P-values Explained By Data Scientist
Updated: Dec 23, 2019
For Data Scientists
I remember when I was having my first overseas internship at CERN as a summer student, most people were still talking about the discovery of Higgs boson upon confirming that it met the “five sigma” threshold (which means having p-value of 0.0000003).
Back then I knew nothing about p-value, hypothesis testing or even statistical significance.
And you’re right.
I went to google the word — p-value, and what I found on Wikipedia made me even more confused…
In statistical hypothesis testing, the p-value or probability value is, for a given statistical model, the probability that, when the null hypothesis is true, the statistical summary (such as the absolute value of the sample mean difference between two compared groups) would be greater than or equal to the actual observed results — Wikipedia
Well done Wikipedia.
Okay. I ended up not really understanding what p-value really meant.

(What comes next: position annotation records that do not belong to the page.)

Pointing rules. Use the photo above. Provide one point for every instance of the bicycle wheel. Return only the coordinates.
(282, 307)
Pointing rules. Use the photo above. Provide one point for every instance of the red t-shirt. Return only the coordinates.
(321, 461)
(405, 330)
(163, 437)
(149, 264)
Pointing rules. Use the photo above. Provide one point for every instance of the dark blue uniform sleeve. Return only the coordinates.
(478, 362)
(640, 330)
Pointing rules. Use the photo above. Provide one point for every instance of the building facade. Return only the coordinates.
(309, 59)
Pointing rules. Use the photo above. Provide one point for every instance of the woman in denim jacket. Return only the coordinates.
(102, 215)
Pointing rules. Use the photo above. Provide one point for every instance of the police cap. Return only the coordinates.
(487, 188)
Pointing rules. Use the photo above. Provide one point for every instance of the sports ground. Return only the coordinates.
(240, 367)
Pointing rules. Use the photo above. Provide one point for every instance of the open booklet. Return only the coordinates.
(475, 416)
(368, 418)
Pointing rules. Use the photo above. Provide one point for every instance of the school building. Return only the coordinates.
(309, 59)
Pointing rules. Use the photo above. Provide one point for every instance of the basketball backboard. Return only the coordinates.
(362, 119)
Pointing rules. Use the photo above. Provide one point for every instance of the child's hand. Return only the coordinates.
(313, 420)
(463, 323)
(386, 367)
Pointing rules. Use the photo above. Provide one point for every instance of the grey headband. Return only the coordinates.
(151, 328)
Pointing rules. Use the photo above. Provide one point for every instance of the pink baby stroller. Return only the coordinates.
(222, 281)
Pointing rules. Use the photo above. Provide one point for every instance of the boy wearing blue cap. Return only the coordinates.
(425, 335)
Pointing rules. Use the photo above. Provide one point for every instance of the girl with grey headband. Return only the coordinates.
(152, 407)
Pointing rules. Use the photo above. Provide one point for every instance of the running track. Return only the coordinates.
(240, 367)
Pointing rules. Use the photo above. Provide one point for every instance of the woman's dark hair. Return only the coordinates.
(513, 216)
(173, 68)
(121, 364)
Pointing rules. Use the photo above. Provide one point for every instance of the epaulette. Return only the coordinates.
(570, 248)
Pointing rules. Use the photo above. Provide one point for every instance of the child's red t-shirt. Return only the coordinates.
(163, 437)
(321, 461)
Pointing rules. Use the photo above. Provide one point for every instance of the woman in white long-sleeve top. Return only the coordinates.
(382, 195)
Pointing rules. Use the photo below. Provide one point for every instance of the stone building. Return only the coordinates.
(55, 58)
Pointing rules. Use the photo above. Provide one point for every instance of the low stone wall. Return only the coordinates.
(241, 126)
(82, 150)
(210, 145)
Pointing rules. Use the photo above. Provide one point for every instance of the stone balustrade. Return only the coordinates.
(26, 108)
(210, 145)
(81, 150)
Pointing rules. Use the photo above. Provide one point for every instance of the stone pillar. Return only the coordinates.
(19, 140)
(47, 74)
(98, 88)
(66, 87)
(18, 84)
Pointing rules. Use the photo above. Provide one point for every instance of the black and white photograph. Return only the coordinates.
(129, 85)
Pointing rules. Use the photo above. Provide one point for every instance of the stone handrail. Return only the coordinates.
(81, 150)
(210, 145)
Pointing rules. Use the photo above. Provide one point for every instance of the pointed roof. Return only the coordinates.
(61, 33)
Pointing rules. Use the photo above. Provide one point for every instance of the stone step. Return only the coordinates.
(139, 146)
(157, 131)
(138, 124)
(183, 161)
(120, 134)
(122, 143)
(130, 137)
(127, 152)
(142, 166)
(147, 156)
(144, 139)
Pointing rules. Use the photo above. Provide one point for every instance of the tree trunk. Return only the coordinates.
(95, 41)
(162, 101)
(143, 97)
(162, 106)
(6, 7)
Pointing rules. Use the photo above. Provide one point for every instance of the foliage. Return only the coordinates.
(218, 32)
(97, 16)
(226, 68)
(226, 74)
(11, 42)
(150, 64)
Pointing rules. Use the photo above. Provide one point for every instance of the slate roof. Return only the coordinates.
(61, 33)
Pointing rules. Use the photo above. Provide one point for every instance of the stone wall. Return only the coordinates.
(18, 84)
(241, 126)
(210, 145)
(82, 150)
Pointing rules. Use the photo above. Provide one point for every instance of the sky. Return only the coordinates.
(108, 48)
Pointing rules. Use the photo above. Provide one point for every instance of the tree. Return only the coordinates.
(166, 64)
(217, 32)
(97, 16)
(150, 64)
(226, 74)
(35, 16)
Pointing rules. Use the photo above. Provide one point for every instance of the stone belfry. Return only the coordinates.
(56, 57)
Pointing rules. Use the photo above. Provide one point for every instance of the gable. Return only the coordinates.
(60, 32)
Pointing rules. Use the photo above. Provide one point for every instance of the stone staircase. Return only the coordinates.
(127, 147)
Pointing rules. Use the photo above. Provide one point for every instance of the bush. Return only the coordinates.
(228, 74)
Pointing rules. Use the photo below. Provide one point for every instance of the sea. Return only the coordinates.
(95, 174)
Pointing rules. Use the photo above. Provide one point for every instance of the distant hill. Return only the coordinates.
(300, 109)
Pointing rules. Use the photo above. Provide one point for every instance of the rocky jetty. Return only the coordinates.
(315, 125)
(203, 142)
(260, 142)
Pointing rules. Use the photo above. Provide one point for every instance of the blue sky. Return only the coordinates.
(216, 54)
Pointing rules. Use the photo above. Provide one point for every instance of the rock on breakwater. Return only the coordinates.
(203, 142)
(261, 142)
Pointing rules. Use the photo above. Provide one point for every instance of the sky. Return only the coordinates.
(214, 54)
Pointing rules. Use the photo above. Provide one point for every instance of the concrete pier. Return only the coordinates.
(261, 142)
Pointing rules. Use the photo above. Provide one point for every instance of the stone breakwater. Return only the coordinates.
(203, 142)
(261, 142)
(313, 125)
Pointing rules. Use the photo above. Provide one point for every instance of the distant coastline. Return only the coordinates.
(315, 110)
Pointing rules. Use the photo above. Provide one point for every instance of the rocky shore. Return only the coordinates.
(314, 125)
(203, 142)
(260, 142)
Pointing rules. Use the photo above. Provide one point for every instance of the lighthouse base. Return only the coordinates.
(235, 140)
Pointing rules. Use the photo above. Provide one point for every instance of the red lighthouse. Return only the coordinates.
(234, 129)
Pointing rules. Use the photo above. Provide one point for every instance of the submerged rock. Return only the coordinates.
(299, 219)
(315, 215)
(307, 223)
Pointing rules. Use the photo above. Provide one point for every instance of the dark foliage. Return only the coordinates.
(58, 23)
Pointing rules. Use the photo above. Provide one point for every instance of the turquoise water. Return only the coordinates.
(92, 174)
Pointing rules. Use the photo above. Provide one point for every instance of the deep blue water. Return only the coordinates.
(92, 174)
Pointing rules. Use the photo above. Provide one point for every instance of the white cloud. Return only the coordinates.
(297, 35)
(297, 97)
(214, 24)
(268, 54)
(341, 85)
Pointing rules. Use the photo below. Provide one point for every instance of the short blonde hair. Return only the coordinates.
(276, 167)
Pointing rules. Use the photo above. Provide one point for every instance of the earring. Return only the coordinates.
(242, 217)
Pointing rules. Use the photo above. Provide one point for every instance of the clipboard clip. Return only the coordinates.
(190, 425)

Until now, after going into data science field, I finally begin to appreciate the meaning of p-value and how it could be used as part of the decision making tools in certain experiments.
Therefore, I decided to explain p-values in this article and how they could be used in hypothesis testings to hopefully give you a better and intuitive understanding of p-values.
While we can’t skip the fundamental understanding of other concepts and the definition of p-value, I promise I’ll make this explanation in an intuitive way without bombarding you with all the technical terms that I faced.
There are total four sections in this article to give you a full picture from constructing a hypothesis testing to understanding p-value and using that to guide our decision making process. I strongly encourage you to go through all of them to give you a detailed understanding of p-values:
What is P-value?
It’ll be fun. 😉
Let’s get started!
1. Hypothesis Testing
Before we talk about what p-value means, let’s begin by understanding hypothesis testing where p-value is used to determine the statistical significance of our results.
Our ultimate goal is to determine the statistical significance of our results.
And statistical significance is built on these 3 simple ideas:
Hypothesis testing is used to test the validity of a claim (null hypothesis) that is made about a population using sample data. The alternative hypothesis is the one you would believe if the null hypothesis is concluded to be untrue.
In other words, we’ll make a claim (null hypothesis) and use a sample data to check if the claim is valid. If the claim isn’t valid, then we’ll choose our alternative hypothesis instead. Simple as that.
To know if a claim is valid or not, we’ll use a p-value to weigh the strength of the evidence to see if it’s statistically significant. If the evidence supports the alternative hypothesis, then we’ll reject the null hypothesis and accept the alternative hypothesis. This will be explained further in the later section.
Let’s use an example to make this concept clearer and this example will be used throughout this article for other concepts.
🍕 🍕 Example: Suppose a pizza place claims their delivery times are 30 minutes or less on average but you think it’s more than that. So you conduct a hypothesis test and randomly sample some delivery times to test the claim:
Null hypothesis — The mean delivery time is 30 minutes or less
Alternative hypothesis — The mean delivery time is greater than 30 minutes
The goal here is to determine which claim — the null or alternative — is better supported by the evidence found from our sample data.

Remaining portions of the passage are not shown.